Worth noting: this paper was published three days before the release of GPT-3.5
Steve Krouse had an amazing rant two weeks back on/against MCP, and how asking AI to write code to call MCP servers has eaten away at actually calling tools. It feels similar, of code being a more grounded system. https://x.com/stevekrouse/status/1988641250329989533
Anthropic recently added this to the API: https://www.anthropic.com/engineering/advanced-tool-use
See "Programmatic Tool Calling"
And there was an AI productivity startup called Lutra AI doing this, although they've since pivoted to some kind of MCP infra thing: https://lutra.ai/
https://www.reddit.com/r/ChatGPT/comments/14sqcg8/anyone_els...
That is different, it's a code interpreter where the model can run code and see the outputs. It's not a different way of doing tool calls
What is "program-of-thought" ?
> What is "program-of-thought" ?
"One of the hardest things in programming?" for $1000, Alex.

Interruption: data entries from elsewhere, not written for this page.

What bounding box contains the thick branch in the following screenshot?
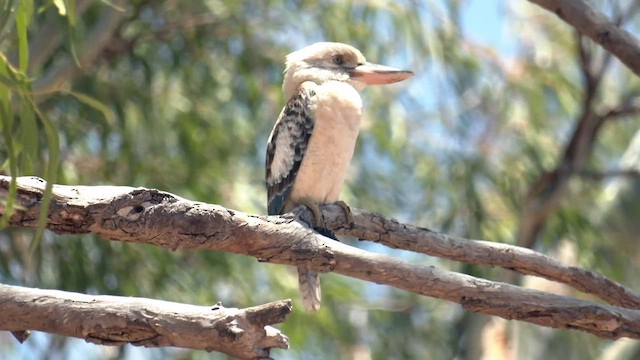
[0,284,291,359]
[529,0,640,75]
[312,207,640,309]
[0,177,640,339]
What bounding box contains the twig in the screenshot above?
[0,177,640,339]
[0,284,291,359]
[529,0,640,75]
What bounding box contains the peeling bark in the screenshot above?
[0,177,640,339]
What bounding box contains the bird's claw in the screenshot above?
[334,200,356,229]
[301,200,326,229]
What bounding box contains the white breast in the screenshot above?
[290,81,362,204]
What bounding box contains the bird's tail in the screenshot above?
[298,228,338,311]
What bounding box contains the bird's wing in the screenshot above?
[266,85,315,215]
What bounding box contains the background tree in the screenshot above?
[0,0,640,359]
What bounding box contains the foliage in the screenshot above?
[0,0,640,359]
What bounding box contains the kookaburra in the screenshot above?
[266,42,413,310]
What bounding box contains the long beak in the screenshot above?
[349,63,415,85]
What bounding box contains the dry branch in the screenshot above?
[0,177,640,339]
[529,0,640,76]
[0,284,291,359]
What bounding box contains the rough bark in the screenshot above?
[0,284,291,359]
[0,177,640,339]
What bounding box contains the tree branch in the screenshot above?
[0,177,640,339]
[0,284,292,359]
[529,0,640,76]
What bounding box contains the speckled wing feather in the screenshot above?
[266,86,315,215]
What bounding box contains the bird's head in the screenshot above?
[282,42,413,99]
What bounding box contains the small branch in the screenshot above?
[0,284,291,359]
[302,206,640,309]
[0,176,640,339]
[574,169,640,181]
[529,0,640,75]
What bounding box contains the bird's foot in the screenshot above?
[300,199,326,229]
[334,200,356,229]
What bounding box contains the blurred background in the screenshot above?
[0,0,640,359]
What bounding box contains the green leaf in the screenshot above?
[67,91,116,125]
[53,0,67,16]
[16,0,33,73]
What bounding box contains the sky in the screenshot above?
[0,0,516,360]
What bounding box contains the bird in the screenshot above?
[265,42,414,311]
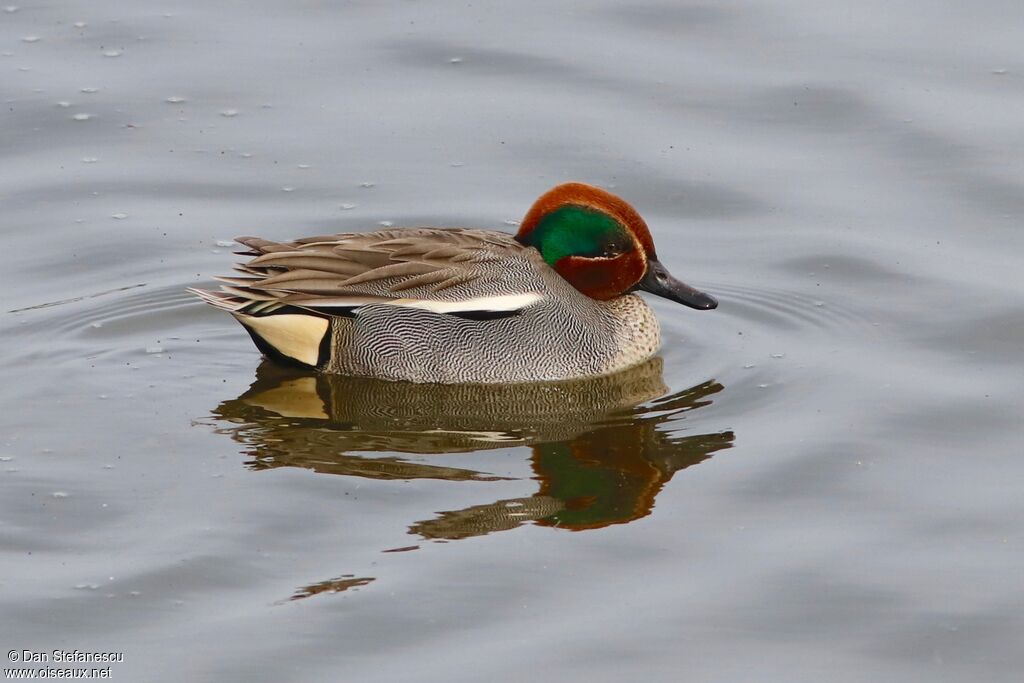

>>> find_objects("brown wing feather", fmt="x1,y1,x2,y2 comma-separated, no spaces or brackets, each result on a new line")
225,228,523,310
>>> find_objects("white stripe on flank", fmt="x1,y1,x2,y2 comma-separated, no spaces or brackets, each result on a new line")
233,313,328,367
382,292,541,313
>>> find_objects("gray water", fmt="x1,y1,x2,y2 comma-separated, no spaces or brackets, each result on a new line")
0,0,1024,682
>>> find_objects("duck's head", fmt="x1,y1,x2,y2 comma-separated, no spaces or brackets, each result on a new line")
516,182,718,310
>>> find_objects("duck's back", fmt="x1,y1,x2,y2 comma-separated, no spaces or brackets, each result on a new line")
192,228,658,383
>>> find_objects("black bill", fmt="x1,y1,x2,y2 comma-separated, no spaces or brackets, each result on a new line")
637,259,718,310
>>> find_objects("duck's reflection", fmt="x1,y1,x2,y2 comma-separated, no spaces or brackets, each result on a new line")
214,357,733,540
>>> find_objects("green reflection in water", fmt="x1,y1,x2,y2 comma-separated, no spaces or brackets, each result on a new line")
214,357,734,540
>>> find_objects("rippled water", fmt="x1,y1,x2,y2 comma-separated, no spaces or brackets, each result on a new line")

chain of shit. learn Prolog, bois.
“Statistical matrix math outperforms statistical matrix math!” More at 11
I call that self-destructive prompting in the sense that you use AI to output programs that replace calling the AI in the future. The paper seems to indicate that this also brings much better results. However it's subject to attacks as running generated code is usually unsafe. A sandbox has to be used, major agentic AI players are providing some solutions, like Langchain sandbox released earlier this year.